Watson knows the impact of these trips is immeasurable, but he isn’t content with lifting up his brothers and sisters in arms for only a week. “I see this happen on every trip. Veterans get together and form a high-functioning team that can achieve any goal. But, more importantly they also form bonds that last well beyond the river we float or mountain we climb,” he says, citing countless examples of veterans who stay in touch.“They go climbing or fishing together without me, without VetEx. They call each other in times of need. They know they always have someone to turn to when they feel alone. This is our greatest success: building a strong community that continues to support veterans long after we’ve returned home from an expedition.”
It’s still bright out at 11 P.M. at the end of our trip—a fact none of us can get over yet. We’ve made camp on yet another magical beach exploding with magenta fireweed, and tracks heralding the presence of wolves, bears, and moose. Spawning sockeye turn the water red and every once in a while, one breaks the surface with a flourish and a splash. Seven of us huddle around a modest campfire, reliving the highlights of the past few days.
And then, amid our laughing Nick shouts, “Bear!” Just 100 feet and a short creek crossing away, a blonde grizzly—clearly as startled as we are—teeters on the forest edge. Before anyone can even grab a camera, he disappears like a whisper on the wind. We had all but given up hope on seeing a bear, but nature gives us one final gift before we greet the return to reality.

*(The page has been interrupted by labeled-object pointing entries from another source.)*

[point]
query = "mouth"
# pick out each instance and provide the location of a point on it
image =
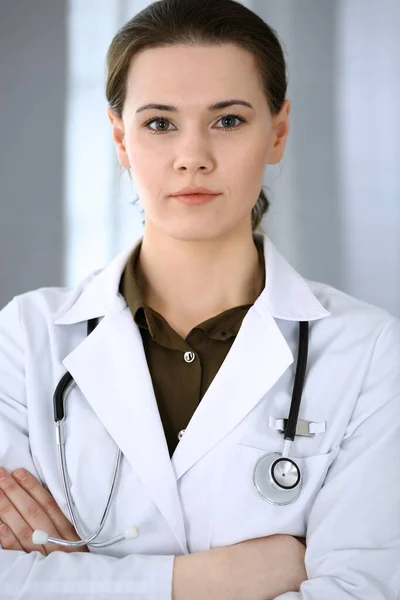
(195, 199)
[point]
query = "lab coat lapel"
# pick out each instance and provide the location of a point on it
(256, 360)
(110, 369)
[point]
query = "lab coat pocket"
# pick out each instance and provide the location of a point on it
(242, 514)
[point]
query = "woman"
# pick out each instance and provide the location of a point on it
(189, 362)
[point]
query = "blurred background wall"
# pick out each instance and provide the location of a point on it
(335, 214)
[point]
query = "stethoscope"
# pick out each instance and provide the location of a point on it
(41, 537)
(276, 477)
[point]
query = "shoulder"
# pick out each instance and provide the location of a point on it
(47, 302)
(355, 319)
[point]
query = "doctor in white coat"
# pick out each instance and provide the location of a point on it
(196, 261)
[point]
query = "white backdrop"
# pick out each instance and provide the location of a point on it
(335, 211)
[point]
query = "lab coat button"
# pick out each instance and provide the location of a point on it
(189, 356)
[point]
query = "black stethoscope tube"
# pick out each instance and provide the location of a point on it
(66, 379)
(291, 424)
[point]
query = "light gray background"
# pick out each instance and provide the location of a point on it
(335, 197)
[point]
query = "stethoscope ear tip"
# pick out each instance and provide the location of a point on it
(40, 537)
(132, 532)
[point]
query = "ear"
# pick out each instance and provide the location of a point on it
(118, 133)
(280, 132)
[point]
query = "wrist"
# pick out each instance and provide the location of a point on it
(205, 574)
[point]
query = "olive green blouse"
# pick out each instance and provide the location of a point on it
(181, 369)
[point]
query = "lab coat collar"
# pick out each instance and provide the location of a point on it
(287, 295)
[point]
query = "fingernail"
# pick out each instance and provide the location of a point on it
(20, 474)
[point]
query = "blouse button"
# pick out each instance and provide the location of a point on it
(189, 356)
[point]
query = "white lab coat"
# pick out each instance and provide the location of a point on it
(349, 507)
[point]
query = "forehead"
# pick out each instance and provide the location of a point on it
(186, 74)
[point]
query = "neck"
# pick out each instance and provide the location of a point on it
(189, 282)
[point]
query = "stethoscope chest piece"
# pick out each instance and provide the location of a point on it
(277, 479)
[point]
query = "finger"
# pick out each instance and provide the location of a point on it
(20, 529)
(45, 500)
(8, 540)
(301, 540)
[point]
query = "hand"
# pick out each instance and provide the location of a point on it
(263, 568)
(25, 505)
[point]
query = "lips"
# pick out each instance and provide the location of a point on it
(187, 191)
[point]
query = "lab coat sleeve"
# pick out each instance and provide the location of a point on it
(353, 534)
(59, 575)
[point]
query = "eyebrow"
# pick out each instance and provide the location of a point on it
(211, 108)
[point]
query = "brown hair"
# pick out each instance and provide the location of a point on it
(194, 23)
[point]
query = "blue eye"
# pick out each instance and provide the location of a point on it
(163, 119)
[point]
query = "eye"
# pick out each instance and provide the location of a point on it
(162, 119)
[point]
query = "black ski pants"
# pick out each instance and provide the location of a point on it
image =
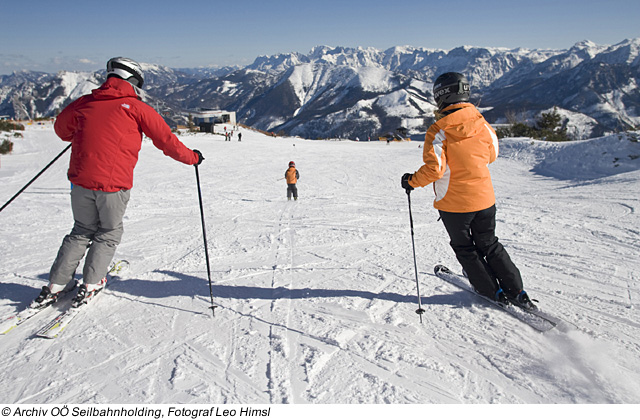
(483, 258)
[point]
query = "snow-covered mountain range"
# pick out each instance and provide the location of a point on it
(361, 92)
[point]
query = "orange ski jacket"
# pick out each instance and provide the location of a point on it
(457, 151)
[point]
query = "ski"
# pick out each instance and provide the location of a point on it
(16, 319)
(12, 321)
(535, 318)
(58, 325)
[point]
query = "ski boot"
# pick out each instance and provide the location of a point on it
(47, 296)
(522, 300)
(501, 298)
(87, 291)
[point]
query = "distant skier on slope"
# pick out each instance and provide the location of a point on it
(457, 150)
(292, 175)
(105, 129)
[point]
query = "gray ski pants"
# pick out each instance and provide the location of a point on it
(98, 226)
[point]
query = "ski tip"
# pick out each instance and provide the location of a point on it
(440, 268)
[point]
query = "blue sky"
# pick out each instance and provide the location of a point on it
(82, 35)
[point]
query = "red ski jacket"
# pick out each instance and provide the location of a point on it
(105, 129)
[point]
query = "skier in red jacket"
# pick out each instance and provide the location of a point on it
(105, 129)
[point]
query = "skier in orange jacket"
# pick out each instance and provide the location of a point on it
(292, 175)
(458, 148)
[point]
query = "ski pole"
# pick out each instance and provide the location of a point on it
(34, 178)
(204, 235)
(419, 311)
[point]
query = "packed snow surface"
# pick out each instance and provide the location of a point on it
(317, 297)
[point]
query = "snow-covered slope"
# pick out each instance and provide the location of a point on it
(317, 297)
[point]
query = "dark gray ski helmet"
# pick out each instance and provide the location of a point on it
(450, 88)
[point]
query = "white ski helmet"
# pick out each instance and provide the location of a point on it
(126, 69)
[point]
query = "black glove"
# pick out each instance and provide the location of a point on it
(405, 182)
(200, 157)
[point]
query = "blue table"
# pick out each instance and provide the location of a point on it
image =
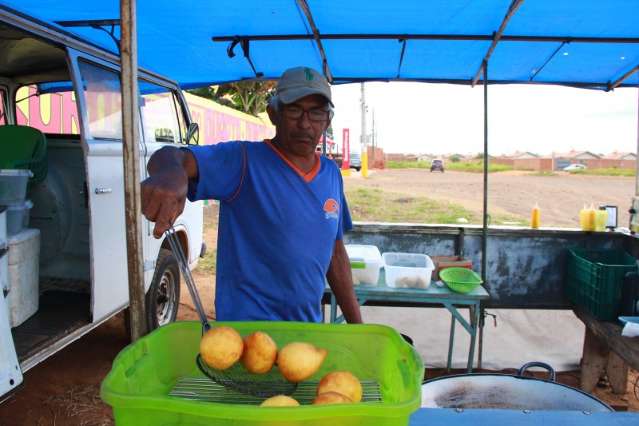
(433, 295)
(447, 417)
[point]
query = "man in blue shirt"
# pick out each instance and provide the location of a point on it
(282, 209)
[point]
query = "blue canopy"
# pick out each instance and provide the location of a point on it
(583, 43)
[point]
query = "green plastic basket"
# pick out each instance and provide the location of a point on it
(594, 279)
(144, 373)
(460, 280)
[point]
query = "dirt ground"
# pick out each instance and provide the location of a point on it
(64, 390)
(560, 196)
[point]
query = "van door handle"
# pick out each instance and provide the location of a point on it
(99, 191)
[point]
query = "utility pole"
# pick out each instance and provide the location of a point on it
(364, 154)
(131, 158)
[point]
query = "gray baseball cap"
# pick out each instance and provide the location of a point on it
(296, 83)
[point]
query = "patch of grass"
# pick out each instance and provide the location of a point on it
(209, 262)
(377, 205)
(544, 173)
(408, 165)
(461, 166)
(477, 167)
(610, 171)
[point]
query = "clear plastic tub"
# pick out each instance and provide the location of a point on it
(13, 185)
(18, 217)
(408, 270)
(366, 261)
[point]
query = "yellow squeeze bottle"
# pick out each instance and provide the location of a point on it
(583, 218)
(587, 218)
(535, 218)
(592, 218)
(601, 218)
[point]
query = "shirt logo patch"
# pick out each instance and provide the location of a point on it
(331, 209)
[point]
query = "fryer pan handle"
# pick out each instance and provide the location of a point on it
(552, 376)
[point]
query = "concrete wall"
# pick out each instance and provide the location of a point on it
(525, 267)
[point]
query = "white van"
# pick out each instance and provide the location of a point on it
(78, 204)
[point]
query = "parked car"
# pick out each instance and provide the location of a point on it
(437, 165)
(355, 162)
(77, 221)
(575, 168)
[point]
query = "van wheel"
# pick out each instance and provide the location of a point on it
(163, 297)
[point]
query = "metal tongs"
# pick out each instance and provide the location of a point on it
(176, 247)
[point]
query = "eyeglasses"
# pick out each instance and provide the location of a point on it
(295, 112)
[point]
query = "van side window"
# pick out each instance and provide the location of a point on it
(3, 106)
(159, 114)
(52, 113)
(104, 101)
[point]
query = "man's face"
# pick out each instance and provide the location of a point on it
(300, 125)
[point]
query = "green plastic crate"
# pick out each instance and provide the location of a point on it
(144, 373)
(594, 279)
(461, 280)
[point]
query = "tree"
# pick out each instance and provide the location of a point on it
(250, 97)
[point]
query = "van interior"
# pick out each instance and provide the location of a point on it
(58, 193)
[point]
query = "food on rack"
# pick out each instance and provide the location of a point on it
(331, 398)
(298, 361)
(342, 382)
(221, 347)
(280, 401)
(260, 352)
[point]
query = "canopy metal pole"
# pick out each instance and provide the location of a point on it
(484, 239)
(485, 212)
(324, 143)
(637, 158)
(131, 156)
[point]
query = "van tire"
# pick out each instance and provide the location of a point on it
(163, 297)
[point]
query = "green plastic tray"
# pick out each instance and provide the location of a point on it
(461, 280)
(144, 373)
(594, 279)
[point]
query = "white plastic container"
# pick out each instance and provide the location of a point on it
(18, 217)
(23, 297)
(408, 270)
(366, 262)
(13, 185)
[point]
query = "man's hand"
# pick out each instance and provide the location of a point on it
(164, 191)
(341, 281)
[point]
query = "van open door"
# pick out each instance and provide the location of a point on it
(10, 374)
(97, 85)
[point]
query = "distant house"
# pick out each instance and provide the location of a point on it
(616, 155)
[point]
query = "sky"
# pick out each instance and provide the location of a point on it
(446, 119)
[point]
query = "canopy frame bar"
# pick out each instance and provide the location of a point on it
(450, 37)
(89, 23)
(617, 83)
(512, 9)
(550, 58)
(98, 24)
(576, 84)
(245, 45)
(316, 36)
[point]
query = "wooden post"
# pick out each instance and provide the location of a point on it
(131, 156)
(617, 371)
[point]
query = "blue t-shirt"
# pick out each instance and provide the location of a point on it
(277, 229)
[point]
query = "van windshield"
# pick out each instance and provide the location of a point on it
(104, 101)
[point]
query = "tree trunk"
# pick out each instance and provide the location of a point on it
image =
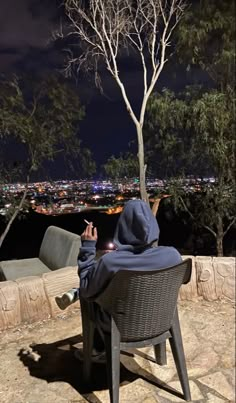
(219, 237)
(13, 217)
(142, 168)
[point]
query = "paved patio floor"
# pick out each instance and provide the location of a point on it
(37, 363)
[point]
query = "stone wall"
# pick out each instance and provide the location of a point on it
(31, 299)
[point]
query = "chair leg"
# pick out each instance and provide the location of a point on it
(179, 357)
(160, 353)
(112, 345)
(88, 336)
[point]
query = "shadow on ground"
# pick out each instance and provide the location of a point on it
(55, 362)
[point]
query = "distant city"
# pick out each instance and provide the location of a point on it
(73, 196)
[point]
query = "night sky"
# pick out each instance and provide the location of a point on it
(26, 27)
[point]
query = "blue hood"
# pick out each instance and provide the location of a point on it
(137, 227)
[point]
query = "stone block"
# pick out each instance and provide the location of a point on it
(224, 270)
(57, 282)
(10, 314)
(205, 278)
(34, 304)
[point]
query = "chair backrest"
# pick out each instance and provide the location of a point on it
(59, 248)
(143, 303)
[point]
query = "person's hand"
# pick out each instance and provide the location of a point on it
(90, 233)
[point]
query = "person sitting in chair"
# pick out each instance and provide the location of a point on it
(135, 239)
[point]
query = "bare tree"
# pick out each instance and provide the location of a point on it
(104, 28)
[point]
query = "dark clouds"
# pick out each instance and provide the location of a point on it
(26, 46)
(25, 25)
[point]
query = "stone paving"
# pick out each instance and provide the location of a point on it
(37, 362)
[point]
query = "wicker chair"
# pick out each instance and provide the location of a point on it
(143, 310)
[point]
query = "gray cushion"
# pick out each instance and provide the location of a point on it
(13, 269)
(59, 248)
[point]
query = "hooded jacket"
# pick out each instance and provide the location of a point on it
(135, 233)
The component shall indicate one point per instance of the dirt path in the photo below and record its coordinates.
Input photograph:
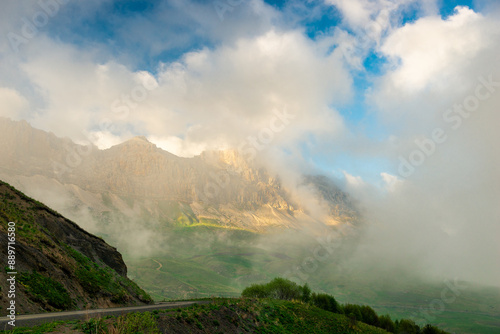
(38, 319)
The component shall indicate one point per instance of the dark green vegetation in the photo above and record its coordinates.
(283, 289)
(45, 289)
(59, 265)
(199, 262)
(224, 316)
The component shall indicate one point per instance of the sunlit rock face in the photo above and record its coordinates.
(138, 181)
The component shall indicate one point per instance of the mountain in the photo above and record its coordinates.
(58, 265)
(138, 181)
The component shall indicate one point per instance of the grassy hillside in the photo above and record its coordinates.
(221, 316)
(204, 262)
(59, 266)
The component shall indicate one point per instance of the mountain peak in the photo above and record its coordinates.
(141, 139)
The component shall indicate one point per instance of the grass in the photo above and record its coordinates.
(221, 316)
(45, 289)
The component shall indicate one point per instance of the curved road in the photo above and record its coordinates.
(38, 319)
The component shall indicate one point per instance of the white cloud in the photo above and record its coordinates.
(14, 105)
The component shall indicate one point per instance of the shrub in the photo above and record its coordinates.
(255, 291)
(369, 315)
(353, 311)
(325, 302)
(278, 288)
(385, 322)
(407, 326)
(46, 289)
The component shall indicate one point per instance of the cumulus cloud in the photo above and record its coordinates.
(442, 217)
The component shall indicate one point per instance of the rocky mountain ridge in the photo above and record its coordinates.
(138, 183)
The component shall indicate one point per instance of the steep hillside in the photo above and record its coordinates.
(59, 266)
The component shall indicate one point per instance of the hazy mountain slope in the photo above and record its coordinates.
(59, 266)
(137, 181)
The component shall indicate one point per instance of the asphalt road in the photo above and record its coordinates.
(38, 319)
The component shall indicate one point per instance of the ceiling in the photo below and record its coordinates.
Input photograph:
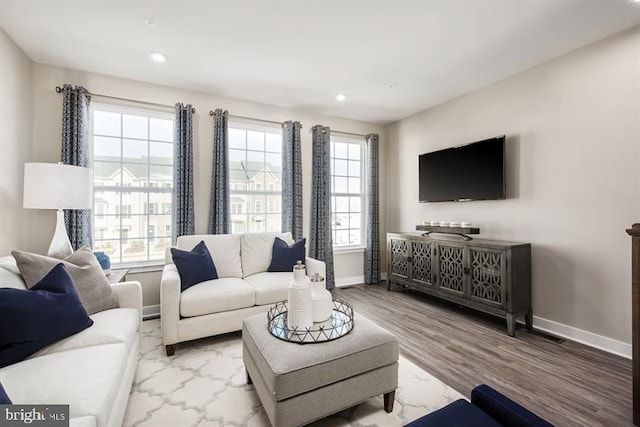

Chris Kassar wrote this story in loving memory of Nick Watson’s father Richard (Dec 26, 1948-July 20, 2014), a Vietnam veteran who caught more fish than anyone on VetEx’s inaugural 2013 journey to the Togiak with Mark Rutherford and Wild River Guides. Richard Watson cherished the chance to spend time in the Alaskan wild with his son, whose work and integrity made him so incredibly proud, he frequently carried a photo album of the adventure.